A Targeted Approach for Imaging Near-Surface Geological Faults using Geophysical Surveying

Fault zones are critical in applications involving subsurface flow, as they can serve as conduits or barriers. Detecting and characterizing faults in the near-surface is challenged by limited surface exposure and sparse borehole data. While electrical resistivity tomography (ERT) and seismic refraction tomography (SRT) are commonly employed to investigate fault systems, traditional smooth inversion methods obscure sharp structural features and provide limited uncertainty information. To overcome these limitations, we introduce an ensemble-based inversion workflow that integrates layer-based parameterization with particle-swarm optimization to generate models with sharp interfaces and realistic fault geometries.
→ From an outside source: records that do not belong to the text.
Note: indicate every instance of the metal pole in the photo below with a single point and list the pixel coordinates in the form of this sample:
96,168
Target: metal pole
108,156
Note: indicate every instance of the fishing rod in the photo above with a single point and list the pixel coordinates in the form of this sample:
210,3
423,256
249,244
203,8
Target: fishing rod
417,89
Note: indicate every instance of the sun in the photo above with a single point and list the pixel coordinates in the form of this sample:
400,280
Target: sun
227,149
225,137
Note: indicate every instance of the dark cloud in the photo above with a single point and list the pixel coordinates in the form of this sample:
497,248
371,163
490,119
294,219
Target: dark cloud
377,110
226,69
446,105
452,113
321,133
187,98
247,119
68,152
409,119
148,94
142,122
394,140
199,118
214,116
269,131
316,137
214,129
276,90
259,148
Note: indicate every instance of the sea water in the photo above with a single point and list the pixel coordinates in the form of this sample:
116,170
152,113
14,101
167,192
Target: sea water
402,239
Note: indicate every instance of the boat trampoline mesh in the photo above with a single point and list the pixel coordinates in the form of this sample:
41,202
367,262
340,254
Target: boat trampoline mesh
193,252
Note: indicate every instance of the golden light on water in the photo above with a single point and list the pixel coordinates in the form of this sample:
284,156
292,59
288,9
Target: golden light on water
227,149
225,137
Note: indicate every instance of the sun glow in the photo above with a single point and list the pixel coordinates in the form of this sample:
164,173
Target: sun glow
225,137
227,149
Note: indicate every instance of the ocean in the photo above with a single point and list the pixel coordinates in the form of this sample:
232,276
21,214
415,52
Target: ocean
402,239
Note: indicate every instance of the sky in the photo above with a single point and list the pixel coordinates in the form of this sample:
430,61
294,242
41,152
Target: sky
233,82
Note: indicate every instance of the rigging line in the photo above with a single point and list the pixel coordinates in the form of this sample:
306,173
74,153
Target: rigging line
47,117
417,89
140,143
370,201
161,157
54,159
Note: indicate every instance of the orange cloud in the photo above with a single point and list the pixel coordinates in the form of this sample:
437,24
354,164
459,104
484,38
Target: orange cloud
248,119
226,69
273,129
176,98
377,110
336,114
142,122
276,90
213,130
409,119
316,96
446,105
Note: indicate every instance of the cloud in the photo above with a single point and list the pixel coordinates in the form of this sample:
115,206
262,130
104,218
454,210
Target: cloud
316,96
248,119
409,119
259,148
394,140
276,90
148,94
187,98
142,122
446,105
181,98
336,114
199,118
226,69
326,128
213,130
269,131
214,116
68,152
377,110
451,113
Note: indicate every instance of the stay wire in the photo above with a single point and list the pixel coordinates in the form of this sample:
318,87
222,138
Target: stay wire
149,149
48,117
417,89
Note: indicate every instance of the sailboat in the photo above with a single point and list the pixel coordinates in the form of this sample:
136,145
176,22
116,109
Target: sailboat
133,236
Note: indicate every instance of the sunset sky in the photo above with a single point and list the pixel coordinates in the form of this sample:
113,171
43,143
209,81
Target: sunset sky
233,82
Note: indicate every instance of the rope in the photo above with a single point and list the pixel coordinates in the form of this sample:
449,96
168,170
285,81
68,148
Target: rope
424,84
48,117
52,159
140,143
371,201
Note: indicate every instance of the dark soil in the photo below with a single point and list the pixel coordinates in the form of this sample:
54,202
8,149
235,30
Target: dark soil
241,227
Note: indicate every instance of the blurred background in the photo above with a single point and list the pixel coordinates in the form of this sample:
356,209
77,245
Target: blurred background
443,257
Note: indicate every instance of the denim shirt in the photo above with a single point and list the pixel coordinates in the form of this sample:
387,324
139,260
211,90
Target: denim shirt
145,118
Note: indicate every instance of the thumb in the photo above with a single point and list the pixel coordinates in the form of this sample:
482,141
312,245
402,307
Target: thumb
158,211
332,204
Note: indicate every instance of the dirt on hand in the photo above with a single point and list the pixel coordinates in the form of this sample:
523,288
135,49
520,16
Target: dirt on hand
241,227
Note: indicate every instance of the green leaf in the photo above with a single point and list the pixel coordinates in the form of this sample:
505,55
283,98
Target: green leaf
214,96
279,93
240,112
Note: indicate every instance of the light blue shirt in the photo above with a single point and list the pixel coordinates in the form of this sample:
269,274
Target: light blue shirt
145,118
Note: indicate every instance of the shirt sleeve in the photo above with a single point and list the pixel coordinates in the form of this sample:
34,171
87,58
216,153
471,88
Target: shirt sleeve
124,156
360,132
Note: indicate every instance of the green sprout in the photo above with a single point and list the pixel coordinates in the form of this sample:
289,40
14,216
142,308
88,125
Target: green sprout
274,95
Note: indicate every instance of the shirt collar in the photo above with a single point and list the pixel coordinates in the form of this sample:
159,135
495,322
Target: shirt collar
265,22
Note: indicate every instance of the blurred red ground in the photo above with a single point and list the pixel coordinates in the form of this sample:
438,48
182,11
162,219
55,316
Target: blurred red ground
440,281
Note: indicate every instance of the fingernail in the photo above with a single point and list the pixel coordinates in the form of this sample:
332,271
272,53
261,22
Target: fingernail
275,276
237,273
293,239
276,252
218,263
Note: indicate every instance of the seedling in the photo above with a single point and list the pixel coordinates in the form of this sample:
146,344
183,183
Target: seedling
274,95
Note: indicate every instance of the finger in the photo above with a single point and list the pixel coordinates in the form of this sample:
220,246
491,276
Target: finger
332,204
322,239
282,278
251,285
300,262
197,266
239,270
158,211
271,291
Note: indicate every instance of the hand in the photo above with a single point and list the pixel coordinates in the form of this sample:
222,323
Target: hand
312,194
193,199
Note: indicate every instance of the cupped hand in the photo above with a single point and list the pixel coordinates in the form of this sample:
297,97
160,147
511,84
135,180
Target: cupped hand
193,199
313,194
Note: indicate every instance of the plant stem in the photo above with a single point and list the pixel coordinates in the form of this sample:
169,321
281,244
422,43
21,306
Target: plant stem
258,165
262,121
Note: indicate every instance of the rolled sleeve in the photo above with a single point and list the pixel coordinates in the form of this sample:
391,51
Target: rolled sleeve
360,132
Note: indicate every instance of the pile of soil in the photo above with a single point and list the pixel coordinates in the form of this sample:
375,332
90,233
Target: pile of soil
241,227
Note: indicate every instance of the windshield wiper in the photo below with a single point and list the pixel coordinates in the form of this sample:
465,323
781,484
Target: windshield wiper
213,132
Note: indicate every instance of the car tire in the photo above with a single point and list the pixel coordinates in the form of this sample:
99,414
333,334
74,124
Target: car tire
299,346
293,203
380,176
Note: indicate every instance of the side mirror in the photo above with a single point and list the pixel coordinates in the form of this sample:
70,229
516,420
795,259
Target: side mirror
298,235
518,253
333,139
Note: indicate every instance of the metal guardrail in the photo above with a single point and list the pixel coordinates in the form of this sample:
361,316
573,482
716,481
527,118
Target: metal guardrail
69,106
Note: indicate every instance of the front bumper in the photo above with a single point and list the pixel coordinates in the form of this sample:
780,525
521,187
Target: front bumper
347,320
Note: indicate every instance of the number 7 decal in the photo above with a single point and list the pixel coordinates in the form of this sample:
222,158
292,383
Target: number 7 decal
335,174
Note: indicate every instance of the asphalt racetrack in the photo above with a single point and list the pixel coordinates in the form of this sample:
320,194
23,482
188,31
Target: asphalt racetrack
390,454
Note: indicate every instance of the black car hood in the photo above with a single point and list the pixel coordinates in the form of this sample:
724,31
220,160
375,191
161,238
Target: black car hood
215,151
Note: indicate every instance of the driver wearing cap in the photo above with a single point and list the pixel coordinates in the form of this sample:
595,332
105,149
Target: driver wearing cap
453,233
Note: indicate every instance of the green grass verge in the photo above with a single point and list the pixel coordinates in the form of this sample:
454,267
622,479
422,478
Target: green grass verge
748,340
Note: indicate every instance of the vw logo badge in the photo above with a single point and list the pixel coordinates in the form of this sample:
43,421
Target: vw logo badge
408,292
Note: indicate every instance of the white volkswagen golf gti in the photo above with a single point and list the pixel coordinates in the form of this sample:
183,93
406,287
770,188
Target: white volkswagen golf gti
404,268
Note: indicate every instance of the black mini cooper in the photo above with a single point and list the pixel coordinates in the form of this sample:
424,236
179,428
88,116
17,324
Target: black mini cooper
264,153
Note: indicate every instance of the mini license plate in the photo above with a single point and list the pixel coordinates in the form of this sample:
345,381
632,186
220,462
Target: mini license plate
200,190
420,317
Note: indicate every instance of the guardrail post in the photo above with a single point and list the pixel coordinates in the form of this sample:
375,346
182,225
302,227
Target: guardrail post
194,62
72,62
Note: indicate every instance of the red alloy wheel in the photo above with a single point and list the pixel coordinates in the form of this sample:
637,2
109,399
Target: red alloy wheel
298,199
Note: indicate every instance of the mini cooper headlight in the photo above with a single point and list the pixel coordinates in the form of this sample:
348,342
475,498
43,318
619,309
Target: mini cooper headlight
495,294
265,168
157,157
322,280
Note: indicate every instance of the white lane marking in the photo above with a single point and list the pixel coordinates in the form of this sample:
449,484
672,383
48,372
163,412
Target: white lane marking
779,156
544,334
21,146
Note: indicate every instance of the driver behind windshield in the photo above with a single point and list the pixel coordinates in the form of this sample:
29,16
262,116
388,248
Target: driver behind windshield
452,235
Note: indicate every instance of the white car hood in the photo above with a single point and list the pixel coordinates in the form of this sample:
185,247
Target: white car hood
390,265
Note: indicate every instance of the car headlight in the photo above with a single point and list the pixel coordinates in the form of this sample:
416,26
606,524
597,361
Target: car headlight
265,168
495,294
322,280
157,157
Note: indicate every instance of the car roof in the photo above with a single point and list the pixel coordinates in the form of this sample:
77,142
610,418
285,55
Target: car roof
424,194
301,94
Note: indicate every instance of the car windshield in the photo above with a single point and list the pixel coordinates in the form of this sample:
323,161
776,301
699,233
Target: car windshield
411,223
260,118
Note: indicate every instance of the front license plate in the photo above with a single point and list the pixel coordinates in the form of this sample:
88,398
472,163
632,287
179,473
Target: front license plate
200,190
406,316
Results from a synthetic experiment (resembling a normal fault) highlight the high non-uniqueness of the inverse problem, even for a reduced number of model parameters (< 20). Although significant uncertainties are expected, particularly at depth where sensitivity is low, the inversion results can provide insight into an expected fault zone and guide borehole placement.

Because the proposed parameterization is flexible, additional structural information (e.g., fault dip angle and depth to interfaces) can be easily integrated, leading to more realistic models and reduced parameter uncertainty. Our approach opens new avenues for inverting and interpreting fault systems from geophysical data and could be adapted to more complex geological settings.